Un fétiche Yoruba du milieu du XXe siècle, censé favoriser la fertilité.

En ethnologie, on désigne du nom de fétichisme l'adoration d'un objet (statuette, etc.) dans le cadre d'une pratique religieuse ou mystique. Le fétichisme consiste dans l'adoration des objets naturels, tels que les éléments, surtout le feu, les fleuves, les animaux, les arbres, les pierres mêmes ; ou d'êtres invisibles, génies bienfaisants ou malfaisants, créés par la superstition et la crainte, tels que les grigris de l'Afrique centrale, les burkhans de la Sibérie, etc.

Connotations

L'étymologie du terme « fétiche » via le terme portugais « feitiço » et les évolutions de son sens montrent que l'idée de quelque chose de « fabriqué » a induit celle d'« artificiel », de « trafiqué » voire de « faux » ou lié à des manigances magiques comme le « sortilège »[1].

Le terme fétiche est un terme introduit dans l'ethnologie par Charles de Brosses entre 1756[3] et 1760[4]. De Brosses était aussi un homme politique (président du parlement de Bourgogne), un philosophe et un homme d'affaires, ce que semble refléter sa vision du fétichisme qu'il définit comme « forme de religion dans laquelle les objets du culte sont des animaux ou des êtres inanimés que l'on divinise, ainsi transformé en choses douées d'une vertu divine[5]. » La notion de fétichisme implique un observateur comparant des croyances ou un culte à d'autres, sans nécessairement adhérer lui-même à l'un ou l'autre. De Brosses utilise une démarche comparative et utilise le présent des nations modernes pour tenter d'éclairer le passé des anciens peuples[1]. Il différencie nettement le fétichisme de l'idolâtrie où l'objet a fonction de représentation et récuse toute faculté symbolisante à l'objet dans le cadre du fétichisme[1]. Il s'attache à confronter une religion d'objet (le fétichisme) aux cultes de l'Égypte ancienne et aux religions de révélation voire à toutes autres formes de religion primitives. En 1760, il présente le fétichisme comme un « culte puéril » limité à la vénération d'un objet, à une religion non intellectuelle résultant d'un « procès (processus) purement aveugle, impulsif, affectif »[4], avec des « passions, des besoins, des craintes mais jamais aucun discernement[4]. »
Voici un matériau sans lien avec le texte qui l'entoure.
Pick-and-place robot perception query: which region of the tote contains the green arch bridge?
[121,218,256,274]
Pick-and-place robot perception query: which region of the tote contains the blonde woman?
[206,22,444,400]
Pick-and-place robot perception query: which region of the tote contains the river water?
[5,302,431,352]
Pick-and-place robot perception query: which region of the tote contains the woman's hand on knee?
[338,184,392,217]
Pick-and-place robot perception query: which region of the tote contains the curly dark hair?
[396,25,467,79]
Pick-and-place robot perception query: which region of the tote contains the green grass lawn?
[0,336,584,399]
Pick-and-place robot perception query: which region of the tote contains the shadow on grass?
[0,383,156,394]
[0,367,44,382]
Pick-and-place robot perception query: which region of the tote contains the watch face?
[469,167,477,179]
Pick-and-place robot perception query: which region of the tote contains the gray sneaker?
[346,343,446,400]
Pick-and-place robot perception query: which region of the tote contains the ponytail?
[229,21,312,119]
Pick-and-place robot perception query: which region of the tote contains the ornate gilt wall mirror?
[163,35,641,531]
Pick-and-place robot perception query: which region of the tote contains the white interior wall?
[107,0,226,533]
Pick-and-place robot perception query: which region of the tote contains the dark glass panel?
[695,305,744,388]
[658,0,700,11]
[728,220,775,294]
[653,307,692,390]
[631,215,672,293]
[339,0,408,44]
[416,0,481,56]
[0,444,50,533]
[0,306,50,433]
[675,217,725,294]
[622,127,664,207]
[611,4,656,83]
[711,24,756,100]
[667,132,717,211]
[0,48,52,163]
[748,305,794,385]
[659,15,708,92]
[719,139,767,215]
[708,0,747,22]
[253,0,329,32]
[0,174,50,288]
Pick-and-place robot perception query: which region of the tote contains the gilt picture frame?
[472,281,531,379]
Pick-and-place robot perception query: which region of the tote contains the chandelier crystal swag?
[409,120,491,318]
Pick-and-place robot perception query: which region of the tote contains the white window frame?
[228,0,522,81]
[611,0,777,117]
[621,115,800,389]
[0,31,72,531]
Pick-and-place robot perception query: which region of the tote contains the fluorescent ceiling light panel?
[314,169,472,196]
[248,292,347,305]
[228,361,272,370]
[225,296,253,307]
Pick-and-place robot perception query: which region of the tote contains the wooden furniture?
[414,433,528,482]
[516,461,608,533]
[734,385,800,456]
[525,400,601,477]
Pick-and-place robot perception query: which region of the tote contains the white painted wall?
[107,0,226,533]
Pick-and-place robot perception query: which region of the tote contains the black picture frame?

À l'inverse, David Hume considère le fétichisme comme partie prenante du polythéisme, et le connote plus ou moins comme un synonyme d'idolâtrie.

C'est à partir de ces deux visions du fétichisme et de sa place dans le processus de construction de la religion que la problématique ethnologique rejoint la problématique philosophique[1].

En parlant du rapport entre les religions et le fétichisme, Alfred Binet écrit : « il est certain que toutes les religions côtoient le fétichisme, et quelques-unes y aboutissent. » C'est ainsi que Binet analyse les crises d'iconoclasmes des religions monothéistes, telles les destructions par certains chrétiens des iconostases de la religion chrétienne orthodoxe, qui n'a jamais renoncé aux icônes (voir Théologie de l'icône).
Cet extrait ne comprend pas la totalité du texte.